So, bill signed; game on.  With statutory protection from add-on regulatory requirements, BHCs between $50 billion and $250 billion – and maybe even more – are about to click on the “ready to check out” button to buy a bank or two.  Is this shopping spree a sign of undue profitability, as critics will surely allege?  On the contrary, banks generally buy other banks because they’ve run out of cost-cutting or, even worse, revenue-enhancing options to boost profitability.  The consolidation scramble should be seen for what it really is:  the only way to make mid-sized BHCs more than modestly profitable as long as rates are low, the economy is torpid, and the rules are still about the same.

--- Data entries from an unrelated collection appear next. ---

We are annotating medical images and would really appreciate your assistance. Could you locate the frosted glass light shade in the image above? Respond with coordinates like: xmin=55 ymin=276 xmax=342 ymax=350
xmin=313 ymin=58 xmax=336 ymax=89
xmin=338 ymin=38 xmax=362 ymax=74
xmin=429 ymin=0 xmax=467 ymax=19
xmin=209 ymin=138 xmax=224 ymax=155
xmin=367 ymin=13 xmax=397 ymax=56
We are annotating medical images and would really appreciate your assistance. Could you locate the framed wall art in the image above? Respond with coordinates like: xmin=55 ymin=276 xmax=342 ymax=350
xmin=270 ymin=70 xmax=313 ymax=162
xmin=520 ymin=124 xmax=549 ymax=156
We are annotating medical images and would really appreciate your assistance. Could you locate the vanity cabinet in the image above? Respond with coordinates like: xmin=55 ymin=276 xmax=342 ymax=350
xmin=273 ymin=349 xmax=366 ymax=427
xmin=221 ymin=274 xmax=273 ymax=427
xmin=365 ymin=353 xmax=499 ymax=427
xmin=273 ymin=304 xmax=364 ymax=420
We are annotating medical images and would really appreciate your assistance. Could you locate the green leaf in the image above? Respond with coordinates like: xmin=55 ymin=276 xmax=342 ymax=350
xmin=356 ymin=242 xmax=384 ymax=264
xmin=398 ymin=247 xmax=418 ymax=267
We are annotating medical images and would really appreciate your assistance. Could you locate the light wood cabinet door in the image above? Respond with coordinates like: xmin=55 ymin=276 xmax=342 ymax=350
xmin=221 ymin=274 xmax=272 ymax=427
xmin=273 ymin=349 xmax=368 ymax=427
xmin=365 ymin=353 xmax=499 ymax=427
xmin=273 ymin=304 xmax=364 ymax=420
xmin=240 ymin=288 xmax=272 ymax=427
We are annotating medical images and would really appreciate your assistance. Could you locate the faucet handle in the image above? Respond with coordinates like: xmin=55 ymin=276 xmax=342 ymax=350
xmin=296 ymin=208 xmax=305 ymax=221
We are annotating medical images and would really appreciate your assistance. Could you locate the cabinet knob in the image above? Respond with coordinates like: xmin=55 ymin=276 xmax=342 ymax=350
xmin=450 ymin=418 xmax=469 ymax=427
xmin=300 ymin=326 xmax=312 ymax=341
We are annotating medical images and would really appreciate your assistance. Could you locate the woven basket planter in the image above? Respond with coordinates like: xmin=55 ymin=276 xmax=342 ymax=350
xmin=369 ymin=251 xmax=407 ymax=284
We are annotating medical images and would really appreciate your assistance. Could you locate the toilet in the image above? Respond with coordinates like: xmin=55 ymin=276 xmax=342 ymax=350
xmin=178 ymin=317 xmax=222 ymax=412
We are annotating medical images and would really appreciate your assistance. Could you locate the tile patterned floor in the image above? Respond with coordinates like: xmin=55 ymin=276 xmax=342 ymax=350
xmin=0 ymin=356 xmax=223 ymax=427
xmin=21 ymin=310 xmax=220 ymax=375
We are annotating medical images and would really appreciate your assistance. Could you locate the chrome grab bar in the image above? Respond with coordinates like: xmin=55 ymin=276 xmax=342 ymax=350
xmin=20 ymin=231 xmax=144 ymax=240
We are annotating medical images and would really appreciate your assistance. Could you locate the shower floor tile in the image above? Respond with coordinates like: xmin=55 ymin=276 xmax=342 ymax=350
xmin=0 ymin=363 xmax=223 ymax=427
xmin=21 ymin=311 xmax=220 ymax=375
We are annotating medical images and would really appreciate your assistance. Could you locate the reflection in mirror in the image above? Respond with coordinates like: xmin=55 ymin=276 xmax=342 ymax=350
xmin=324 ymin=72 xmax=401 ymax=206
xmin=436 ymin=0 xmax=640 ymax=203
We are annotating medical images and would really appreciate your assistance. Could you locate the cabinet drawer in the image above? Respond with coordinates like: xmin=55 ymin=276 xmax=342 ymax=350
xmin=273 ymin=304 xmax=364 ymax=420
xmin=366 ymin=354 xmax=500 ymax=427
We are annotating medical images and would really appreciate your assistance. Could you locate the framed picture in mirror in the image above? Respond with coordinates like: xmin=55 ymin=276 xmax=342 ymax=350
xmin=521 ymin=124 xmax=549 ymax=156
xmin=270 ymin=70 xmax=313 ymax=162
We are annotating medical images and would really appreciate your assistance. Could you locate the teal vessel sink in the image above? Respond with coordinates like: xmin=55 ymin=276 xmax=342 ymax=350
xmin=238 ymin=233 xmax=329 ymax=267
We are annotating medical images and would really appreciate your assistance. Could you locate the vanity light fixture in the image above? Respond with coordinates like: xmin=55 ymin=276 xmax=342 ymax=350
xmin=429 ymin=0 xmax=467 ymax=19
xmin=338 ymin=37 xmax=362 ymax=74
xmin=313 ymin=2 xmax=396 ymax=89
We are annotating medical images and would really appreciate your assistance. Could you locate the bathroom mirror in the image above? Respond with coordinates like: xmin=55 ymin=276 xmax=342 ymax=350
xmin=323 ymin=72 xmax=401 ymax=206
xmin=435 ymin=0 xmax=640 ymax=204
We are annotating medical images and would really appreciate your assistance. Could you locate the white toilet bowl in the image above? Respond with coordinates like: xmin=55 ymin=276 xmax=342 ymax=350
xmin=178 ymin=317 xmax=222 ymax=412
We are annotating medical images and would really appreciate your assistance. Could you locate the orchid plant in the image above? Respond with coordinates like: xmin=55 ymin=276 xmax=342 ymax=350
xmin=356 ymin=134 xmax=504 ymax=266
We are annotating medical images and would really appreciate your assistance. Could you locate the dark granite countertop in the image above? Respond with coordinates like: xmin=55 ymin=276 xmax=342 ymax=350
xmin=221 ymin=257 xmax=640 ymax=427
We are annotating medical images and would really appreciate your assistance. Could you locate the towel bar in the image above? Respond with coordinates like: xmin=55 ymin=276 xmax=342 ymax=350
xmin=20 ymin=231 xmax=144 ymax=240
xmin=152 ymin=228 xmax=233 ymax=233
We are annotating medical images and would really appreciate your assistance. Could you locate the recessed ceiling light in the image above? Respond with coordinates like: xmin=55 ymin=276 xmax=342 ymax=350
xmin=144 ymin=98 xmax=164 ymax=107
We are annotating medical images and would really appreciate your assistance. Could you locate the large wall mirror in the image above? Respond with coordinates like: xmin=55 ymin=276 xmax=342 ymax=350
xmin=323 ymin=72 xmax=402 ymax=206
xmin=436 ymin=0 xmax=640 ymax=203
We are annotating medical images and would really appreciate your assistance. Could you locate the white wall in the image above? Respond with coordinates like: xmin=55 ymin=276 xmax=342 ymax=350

I know what you’re thinking:  banks are in fact wildly profitable – the FDIC said so on Tuesday.  Actually, it didn’t say so – what it showed was a record dollar amount of average industry profitability.  Viewing bank profitability as record profitability by dollar totals is a lot like saying that Venezuelan bakers are raking in record bread prices.  Inflation makes a difference – a lot of difference. 

Size also makes a lot of difference.  A $100 million profit for Federal Financial Analytics would indeed be record breaking.  For JPMorgan, $100 million is pocket change.  Dollar revenue totals are up because banks are bigger.  Maybe banks shouldn’t be bigger, but they are.  And, even if banks weren’t bigger, the economy is when measured by nominal GDP.  Bank lending has in fact shrunk in comparison with private-sector GDP.  Dollars notwithstanding, the basic business model of banking is far from robust.

Investors know this.  They measure profitability not by dollar totals, but by return on assets (ROA) and – even more importantly- by return on equity (ROE).  Even with the windfall the tax law threw their way, insured-depository ROEs last quarter averaged 11.4 percent.  Translation: even with all the tax loot, the industry is just barely breaking even given the benchmark cost of capital of about ten percent.  Record ROE was in 2003 – well before the crisis boom – when it hit fifteen percent according to the FDIC and thus provided a tidy ROE given the cost of capital.

Advocates of higher capital requirements expected that the cost of capital would go down as capital standards rose.  The reason for this comes from classical economic theory (Modigliani-Miller) which found decades ago that investors demand less when risks drops.  This might be true, but it hasn’t worked for banks, as a comprehensive survey of post-crisis capital rules from the Bank for International Settlements concluded.

Which brings me back to why even a bit of regulatory relief will spark a consolidation wave.  Lower regulatory costs boost earnings even in the absence of a revenue-enhancing business model.  With the rollback of size thresholds that added new costs for no good reason, banks can buy another bank, shed some costs, increase efficiency (or at least so the theory goes), and voila – shareholder value.  Cost savings in M&A transactions are always possible over time, but near-term regulatory relief boosts these savings and thus gives M&A an added shareholder rationale. 

Does this rationale hold quarter over quarter as two banks are finally combined into the bigger one from which costs savings are supposed to come?  Eliminating an add-on regulatory cost increases efficiency, but the real value in a bank charter is its revenue-enhancing products, not a skinny infrastructure that might undermine customer service and increase operational risk.  Even before the crisis rules kicked in, the real shareholder-value proposition in monster M&A transactions was validated only sporadically in the best-constructed transactions.  With many rules untouched by the new law and a whole lot of unregulated competition, M&A remains a short-term solution to the longer-term questions surrounding the future of traditional financial intermediation through regulated banks.